Early Print (04:39)
In the Middle Ages, monks hand copied texts from dictation. The printing press, moveable type, metallurgy, oil-based ink, and paper were developed in the mid-fifteenth century.
Johann Guttenberg (02:00)
In Germany in the 1400s, Johann Guttenberg’s success creating the printing press was due to his artistry and craftsmanship as a silversmith.

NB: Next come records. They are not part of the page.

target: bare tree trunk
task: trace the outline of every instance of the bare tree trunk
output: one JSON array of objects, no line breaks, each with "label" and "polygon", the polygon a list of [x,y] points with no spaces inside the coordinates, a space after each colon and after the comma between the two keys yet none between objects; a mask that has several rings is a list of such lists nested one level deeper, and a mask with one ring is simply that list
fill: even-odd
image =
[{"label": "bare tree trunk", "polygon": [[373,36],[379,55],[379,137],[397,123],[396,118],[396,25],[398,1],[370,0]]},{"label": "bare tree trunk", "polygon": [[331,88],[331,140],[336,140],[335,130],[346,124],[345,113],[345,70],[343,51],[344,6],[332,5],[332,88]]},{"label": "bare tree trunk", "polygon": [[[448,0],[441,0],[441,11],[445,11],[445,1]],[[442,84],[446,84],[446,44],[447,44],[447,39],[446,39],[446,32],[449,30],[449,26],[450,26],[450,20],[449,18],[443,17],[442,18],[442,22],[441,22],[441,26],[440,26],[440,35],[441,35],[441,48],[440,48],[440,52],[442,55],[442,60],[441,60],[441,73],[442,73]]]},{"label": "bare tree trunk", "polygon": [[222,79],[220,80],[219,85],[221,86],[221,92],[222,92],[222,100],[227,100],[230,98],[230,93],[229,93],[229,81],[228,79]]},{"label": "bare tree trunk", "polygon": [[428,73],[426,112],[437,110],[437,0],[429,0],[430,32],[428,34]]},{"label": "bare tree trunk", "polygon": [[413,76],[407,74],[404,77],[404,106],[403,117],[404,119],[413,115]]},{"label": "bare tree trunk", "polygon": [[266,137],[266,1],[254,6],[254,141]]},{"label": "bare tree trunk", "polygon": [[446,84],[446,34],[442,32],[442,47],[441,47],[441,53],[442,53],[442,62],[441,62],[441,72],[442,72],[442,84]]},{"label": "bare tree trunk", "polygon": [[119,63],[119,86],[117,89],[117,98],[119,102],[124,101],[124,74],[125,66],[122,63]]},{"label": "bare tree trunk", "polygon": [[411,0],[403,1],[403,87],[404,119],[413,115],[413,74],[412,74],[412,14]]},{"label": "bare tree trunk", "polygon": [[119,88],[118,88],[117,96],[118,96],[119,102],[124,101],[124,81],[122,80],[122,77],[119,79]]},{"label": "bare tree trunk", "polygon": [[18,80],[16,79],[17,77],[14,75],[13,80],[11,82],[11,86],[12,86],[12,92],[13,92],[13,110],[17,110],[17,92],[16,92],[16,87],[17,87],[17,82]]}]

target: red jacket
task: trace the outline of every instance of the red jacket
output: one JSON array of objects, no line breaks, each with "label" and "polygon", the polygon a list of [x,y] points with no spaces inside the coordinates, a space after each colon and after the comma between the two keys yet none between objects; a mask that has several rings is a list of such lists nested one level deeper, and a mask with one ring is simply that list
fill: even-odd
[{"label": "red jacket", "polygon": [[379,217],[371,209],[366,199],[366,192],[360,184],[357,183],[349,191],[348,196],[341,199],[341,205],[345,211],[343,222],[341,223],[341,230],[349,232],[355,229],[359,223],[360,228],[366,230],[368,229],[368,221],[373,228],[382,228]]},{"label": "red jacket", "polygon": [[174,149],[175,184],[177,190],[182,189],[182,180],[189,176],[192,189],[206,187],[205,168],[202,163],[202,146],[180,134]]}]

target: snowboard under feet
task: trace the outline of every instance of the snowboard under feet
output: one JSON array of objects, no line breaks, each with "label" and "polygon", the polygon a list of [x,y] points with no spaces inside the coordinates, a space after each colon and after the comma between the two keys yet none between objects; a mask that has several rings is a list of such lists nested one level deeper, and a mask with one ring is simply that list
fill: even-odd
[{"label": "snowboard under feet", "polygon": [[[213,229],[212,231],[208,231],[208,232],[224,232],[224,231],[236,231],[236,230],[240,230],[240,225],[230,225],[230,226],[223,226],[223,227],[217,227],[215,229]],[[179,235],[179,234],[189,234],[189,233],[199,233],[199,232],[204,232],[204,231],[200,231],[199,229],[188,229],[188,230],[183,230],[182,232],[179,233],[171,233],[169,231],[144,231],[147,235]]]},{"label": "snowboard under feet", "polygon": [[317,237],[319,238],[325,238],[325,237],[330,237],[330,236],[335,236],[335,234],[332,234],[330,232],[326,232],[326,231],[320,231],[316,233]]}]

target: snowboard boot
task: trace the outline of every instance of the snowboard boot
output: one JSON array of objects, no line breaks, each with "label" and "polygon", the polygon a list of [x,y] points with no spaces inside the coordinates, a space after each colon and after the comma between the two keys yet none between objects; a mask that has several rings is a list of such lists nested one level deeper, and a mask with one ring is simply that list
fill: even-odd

Print Impact on Western Culture (04:04)
The ability to produce inexpensive multiple copies lead to publishing in the vernacular. During the Reformation, Martin Luther used print to enlighten the people. Censorship becomes a political weapon.
Colonial Print (02:51)
In the 1700s basic religious-oriented books and children's instructional books flourished creating jobs and freedom of expression. Newspapers and pamphlets stirred political debates.
Mass Print (03:59)
The Industrial Revolution in the 1800s created the capability of mass production. Papermaking was transformed by new machines. Iron presses operated by steam creating faster production.
Modern Print (03:15)
Merchandising takes a major role in the 1800s. The Trans-Continental Railroad created a redistribution system. Mergenthaler's Linotype machine revolutionized type setting.
Newspaper Giants (01:40)
Joseph Pulitzer and William Randolph Hearst competed for readership and the American dollar. Yellow Journalism emphasized sensationalism with little regard for the truth.
Mass Circulation Magazines (03:20)
The twentieth century brought success to national magazines. "Time" becomes a major weekly magazine. Television and radio forces competition, but attitudes toward printing remains the same.